Due to the time constraints for designing this project, the teams working on ARKit designed their app natively using Swift on Xcode 12. While designing the application, the entire AR portion of the iOS application was then required to be implemented into the main Flutter front end. The only possible approach to this project was to integrate the Flutter SDK into the ARKit project using Cocoapods, and then porting the Dart code from Flutter into the Xcode ARKit project.
This process however, was far from straightforward. The first major issue was the layout of the integrated Flutter engine, which was more of a ‘pop-up’ style view rather than an integrated AppView. This meant that the app felt like it was ‘glued’ on top of the existing AR implementation rather than one cohesive whole.
The second issue was the implementation of Firebase. Due to the Firebase calls inside Dart, the iOS AR base project needed a complete revamp of the Firebase trigger systems due to the system permission hierarchy. This meant that the entire development process of setting up Firebase on the Flutter project using FlutterFire ended up being redundant, which was a major issue as organizing that infrastructure was a significant portion of the development time.
The third issue was the call to trigger the Flutter engine into the iOS application. The way the Firebase-to-iOS framework is designed dictates that the base iOS application view must call the first Flutter designed view, which meant that the layout of the first pages (WelcomeScreen) of the app would be redundant, and be easily dismissed due to the ‘pop-up’ nature of the Flutter UI. This effectively destroyed the MVC (Model-View-Controller) work on the Flutter side by adding easily circumventable views that could break the flow of the app implementation.

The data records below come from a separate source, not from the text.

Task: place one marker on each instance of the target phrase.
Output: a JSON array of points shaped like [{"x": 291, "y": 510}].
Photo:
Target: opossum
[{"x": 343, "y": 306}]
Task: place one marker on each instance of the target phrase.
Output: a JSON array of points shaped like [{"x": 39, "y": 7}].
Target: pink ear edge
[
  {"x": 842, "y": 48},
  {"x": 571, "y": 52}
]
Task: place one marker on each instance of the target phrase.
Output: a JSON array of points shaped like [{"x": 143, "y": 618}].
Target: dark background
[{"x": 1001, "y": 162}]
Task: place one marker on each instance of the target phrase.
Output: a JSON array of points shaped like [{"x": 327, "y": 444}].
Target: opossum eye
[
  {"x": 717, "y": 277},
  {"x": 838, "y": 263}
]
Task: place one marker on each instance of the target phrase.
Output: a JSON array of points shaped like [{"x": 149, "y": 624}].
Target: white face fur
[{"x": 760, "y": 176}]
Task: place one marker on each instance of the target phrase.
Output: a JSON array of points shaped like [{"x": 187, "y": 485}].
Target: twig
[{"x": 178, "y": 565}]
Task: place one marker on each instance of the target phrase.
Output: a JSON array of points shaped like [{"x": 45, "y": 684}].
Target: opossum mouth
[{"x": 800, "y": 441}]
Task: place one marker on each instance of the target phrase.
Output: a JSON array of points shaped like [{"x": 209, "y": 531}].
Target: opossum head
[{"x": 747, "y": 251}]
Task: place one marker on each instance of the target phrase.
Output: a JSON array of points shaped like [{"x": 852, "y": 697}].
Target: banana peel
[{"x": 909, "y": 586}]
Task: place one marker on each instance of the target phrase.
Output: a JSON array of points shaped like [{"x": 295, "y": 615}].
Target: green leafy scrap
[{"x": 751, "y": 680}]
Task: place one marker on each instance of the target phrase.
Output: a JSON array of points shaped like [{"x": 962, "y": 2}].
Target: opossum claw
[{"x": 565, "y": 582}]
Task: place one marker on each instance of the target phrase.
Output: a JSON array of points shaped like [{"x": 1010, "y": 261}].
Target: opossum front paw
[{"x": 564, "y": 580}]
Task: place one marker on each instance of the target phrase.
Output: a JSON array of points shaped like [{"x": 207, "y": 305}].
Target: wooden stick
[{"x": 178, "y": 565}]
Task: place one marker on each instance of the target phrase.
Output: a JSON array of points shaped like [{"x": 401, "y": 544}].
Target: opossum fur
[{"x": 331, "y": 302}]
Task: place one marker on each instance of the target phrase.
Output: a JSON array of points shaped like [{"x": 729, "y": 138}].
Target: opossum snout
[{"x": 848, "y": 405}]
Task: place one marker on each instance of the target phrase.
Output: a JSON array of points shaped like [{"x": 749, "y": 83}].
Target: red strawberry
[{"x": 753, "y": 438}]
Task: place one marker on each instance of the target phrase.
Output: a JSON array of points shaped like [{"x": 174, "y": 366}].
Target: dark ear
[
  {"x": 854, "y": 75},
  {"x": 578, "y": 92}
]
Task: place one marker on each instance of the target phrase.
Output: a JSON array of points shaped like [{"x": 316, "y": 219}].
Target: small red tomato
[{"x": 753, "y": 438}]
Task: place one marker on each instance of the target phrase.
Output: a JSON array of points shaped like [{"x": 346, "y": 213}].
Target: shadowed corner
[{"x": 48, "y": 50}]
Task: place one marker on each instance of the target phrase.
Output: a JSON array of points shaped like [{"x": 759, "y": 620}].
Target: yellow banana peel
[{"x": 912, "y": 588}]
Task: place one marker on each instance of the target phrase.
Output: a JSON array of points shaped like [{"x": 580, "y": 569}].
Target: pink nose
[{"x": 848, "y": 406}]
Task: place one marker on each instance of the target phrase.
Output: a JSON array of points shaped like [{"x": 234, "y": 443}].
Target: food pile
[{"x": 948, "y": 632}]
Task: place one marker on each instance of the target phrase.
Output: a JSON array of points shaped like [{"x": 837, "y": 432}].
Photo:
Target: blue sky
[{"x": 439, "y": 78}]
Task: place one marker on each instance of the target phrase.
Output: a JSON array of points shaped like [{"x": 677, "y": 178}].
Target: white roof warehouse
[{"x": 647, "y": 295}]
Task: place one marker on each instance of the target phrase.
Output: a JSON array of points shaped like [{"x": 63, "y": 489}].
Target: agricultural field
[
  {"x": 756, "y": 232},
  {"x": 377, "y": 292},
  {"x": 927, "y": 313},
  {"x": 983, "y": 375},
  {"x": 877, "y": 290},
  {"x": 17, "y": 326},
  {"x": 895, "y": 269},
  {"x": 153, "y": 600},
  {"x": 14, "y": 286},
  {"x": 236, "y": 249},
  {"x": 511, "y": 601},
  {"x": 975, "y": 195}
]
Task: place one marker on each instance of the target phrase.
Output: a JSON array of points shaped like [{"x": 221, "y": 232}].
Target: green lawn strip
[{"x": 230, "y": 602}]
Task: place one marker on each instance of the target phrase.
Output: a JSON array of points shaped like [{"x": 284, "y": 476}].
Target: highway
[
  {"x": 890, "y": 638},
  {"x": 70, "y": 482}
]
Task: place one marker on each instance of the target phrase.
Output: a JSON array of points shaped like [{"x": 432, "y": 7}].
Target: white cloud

Facebook sign in did not work for us, crashing the android side of our app. The AndroidManifest.xml file seemed to not handle the calls, and our team was unable to get through the process. Google Sign in returned an error with our sdk version, it also was reportedly overriding deprecated plugins we had so it was removed. This page posed a big error for us, as we had trouble connecting the authentication to the user object in our Realtime database. The user page was made but the subsequent pages we did not have enough intel to understand how to populate the remaining pages. The Change User Info page created multiple errors due to rendering issues and was removed from final submission. Favourites and favourite button features were removed due to problems updating the list view page with the new information. Search was removed due to the complexity it posed and the fact that not enough of the group were able to help with its implementation due to technical issues on their end.